Виктор Костевич - Подвиг Севастополя 1942. Готенланд
– Чтобы спаивать потом немецких гяуров, – предположил Дидье.
– Не надо так говорить, – встал Греф на защиту освобождаемых народов России. – Ведь мы тут меньше года. Следовательно, вино предназначалось не для нас, а для русских большевиков, а еще раньше – для царей и их слуг.
Хайнц задумчиво покачал головой.
– Довольно интересная коллизия, – заметил он. – Британские колонизаторы использовали крепкие напитки, чтобы в корыстных целях спаивать туземцев, а тут всё наоборот: туземцы спаивают колонизаторов. Вопрос: является ли это проявлением корыстолюбия, или же перед нами утонченная форма антиколониальной борьбы?
– За что будем пить, умник? – перебил его Браун, уставший держать в руке алюминиевую емкость.

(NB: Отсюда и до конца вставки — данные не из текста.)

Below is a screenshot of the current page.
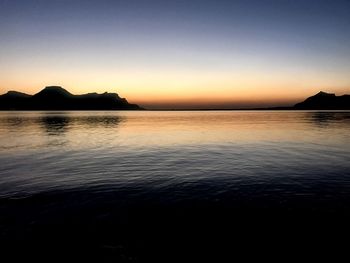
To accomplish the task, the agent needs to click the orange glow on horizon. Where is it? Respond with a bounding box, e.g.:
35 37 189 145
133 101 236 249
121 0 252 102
1 68 349 109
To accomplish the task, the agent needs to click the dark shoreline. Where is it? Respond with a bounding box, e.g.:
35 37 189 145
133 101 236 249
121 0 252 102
2 181 350 262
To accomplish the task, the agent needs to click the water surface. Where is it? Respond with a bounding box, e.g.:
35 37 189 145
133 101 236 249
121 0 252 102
1 111 350 261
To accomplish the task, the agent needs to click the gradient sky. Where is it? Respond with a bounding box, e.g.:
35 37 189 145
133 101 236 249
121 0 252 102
1 0 350 109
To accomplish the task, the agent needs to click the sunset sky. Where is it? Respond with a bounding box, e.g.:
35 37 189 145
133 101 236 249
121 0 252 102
1 0 350 109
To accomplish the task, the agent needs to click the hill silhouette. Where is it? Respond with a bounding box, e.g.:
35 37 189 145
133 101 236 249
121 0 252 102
0 86 142 110
252 91 350 110
294 91 350 110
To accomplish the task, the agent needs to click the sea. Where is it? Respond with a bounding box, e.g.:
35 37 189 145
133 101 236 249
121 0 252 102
1 110 350 261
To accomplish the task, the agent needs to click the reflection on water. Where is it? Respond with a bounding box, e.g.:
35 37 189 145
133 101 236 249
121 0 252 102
80 115 122 127
310 111 350 126
39 114 122 136
41 115 70 136
2 111 350 135
1 111 350 261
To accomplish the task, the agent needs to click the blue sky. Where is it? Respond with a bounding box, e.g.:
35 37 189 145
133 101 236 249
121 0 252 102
1 0 350 108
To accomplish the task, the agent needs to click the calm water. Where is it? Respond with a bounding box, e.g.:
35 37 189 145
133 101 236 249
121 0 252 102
1 111 350 261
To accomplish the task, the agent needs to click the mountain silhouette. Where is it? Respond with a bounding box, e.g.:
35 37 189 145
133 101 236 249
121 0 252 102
0 86 142 110
1 87 349 110
294 91 350 110
254 91 350 110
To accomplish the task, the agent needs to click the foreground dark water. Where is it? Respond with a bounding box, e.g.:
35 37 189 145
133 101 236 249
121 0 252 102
1 111 350 261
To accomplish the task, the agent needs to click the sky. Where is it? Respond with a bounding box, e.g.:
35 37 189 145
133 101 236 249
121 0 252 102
1 0 350 109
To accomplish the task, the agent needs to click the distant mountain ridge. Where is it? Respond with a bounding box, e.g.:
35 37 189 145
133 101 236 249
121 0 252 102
0 86 142 110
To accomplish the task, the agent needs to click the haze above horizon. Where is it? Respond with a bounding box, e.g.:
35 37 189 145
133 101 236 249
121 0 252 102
1 0 350 109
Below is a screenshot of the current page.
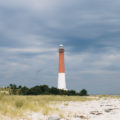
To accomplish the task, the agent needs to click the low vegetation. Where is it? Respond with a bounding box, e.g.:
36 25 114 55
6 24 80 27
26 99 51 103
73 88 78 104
0 84 89 118
98 95 120 99
5 84 88 96
0 94 96 117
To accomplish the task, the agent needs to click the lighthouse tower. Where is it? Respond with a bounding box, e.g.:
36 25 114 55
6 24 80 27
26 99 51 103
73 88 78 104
58 44 67 90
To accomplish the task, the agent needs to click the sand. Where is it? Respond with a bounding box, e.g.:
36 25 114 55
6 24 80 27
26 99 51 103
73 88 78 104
27 97 120 120
56 98 120 120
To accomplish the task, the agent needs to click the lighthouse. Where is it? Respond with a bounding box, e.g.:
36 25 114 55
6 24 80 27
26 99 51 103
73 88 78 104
58 44 67 90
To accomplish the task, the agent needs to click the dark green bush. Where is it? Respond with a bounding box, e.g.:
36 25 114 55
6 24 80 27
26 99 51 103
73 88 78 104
79 89 88 96
7 84 88 96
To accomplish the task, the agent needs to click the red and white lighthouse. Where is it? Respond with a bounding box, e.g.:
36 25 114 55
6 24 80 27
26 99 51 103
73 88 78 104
58 44 67 90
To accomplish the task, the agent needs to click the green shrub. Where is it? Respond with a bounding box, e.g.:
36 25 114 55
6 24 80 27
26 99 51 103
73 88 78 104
79 89 88 96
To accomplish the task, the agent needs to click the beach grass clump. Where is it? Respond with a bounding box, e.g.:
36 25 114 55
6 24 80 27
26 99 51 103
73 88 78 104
15 100 24 108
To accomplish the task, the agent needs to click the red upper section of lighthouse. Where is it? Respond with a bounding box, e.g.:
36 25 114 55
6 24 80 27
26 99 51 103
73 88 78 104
59 44 65 73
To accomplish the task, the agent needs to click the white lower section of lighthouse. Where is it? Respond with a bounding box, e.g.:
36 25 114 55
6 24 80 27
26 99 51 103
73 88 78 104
58 73 66 90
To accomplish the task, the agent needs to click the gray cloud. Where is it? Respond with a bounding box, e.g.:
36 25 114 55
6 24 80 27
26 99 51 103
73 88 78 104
0 0 120 94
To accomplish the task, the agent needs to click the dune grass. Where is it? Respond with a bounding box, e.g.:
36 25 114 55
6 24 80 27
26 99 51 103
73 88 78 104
0 94 97 117
98 95 120 99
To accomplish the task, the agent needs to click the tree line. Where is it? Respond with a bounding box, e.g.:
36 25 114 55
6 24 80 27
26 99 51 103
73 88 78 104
7 84 88 96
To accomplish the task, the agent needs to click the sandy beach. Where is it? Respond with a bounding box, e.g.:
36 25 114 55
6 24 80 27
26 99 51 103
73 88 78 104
56 97 120 120
23 97 120 120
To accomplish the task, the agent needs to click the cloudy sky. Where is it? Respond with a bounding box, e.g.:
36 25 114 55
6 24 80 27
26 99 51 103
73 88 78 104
0 0 120 94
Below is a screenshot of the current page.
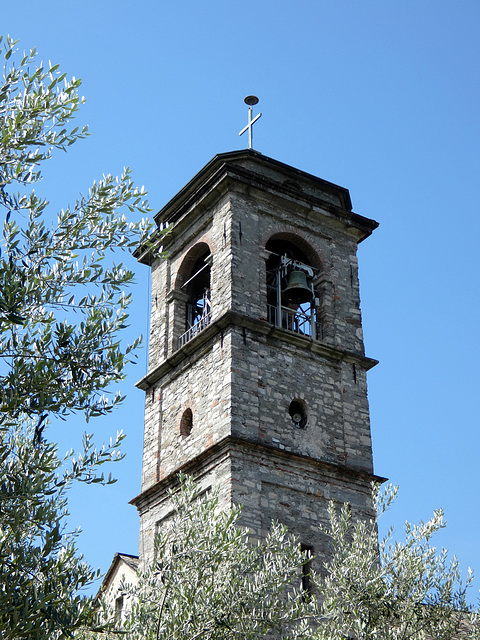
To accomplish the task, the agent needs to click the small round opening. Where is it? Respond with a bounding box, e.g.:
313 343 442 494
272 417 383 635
288 399 307 429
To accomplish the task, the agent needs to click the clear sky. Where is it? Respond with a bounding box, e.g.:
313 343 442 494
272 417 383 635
3 0 480 597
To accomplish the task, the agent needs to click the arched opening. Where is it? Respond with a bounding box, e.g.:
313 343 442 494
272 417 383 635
265 237 321 340
185 252 211 331
176 244 212 348
180 408 193 437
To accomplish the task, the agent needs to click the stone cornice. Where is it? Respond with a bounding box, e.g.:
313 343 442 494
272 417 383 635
129 434 387 513
134 151 379 265
136 309 378 391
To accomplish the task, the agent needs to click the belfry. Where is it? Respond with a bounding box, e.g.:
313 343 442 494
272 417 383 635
129 147 382 571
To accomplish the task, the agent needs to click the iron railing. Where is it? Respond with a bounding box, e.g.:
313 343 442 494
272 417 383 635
177 311 212 348
267 304 321 340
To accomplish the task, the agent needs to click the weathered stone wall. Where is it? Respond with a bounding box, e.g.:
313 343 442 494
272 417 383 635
157 335 232 481
140 330 233 492
136 452 232 569
230 445 374 572
140 193 233 492
146 192 232 373
134 152 378 571
229 325 373 473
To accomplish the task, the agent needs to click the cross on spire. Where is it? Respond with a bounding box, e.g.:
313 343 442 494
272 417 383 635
239 95 262 149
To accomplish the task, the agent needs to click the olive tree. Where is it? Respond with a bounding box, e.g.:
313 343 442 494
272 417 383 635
91 480 478 640
313 484 477 640
0 34 154 638
93 475 313 640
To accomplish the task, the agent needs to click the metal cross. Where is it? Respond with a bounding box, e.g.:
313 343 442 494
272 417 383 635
239 95 262 149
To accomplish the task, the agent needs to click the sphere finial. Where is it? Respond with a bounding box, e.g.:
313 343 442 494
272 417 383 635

– За диалектику, господин Отто, за диалектику, – объяснил ему я. Мы рассмеялись, в том числе и Греф, понятия не имевший, что означало обращение «господин Отто». Возможно, ему понравилась «диалектика». Как ни крути, Гегель – это понятие.
Мы осушили кружки. Вино приятно разлилось по жилам. Мне подумалось, причем не первый раз, что здесь, в условиях, в каких никто по доброй воле не окажется, поводов для радости находишь порою не меньше, чем в мирной жизни. Ты рад, что сегодня будешь спать, а не торчать в дозоре. Что бьющий в отдалении пулемет стреляет не по тебе, а гул пушек далек и не угрожает твоей безопасности. Что не проносится над головой строчащий бешено штурмовик, что не горит под ногами бензин и не стоят поблизости виселицы с саботажниками и лесными бандитами. И пьешь ты не мерзкую бурду вперемешку с песком, которая только символизирует кофе, а приличное татарское вино, и рядом с тобой друзья, а не капитан Шёнер или спесивый болван по фамилии Отто. И ты по-прежнему жив, и штурм, которого все ожидают, не начался, и если начнется, то начнется не завтра. А значит, у тебя, в отличие от Петера Линдберга или белобрысого пролетария, имени которого ты уже не узнаешь, еще будет шанс отведать вина. Татарского, русского или еврейского – какая, к чертям собачьим, разница? Не так уж мало, право слово.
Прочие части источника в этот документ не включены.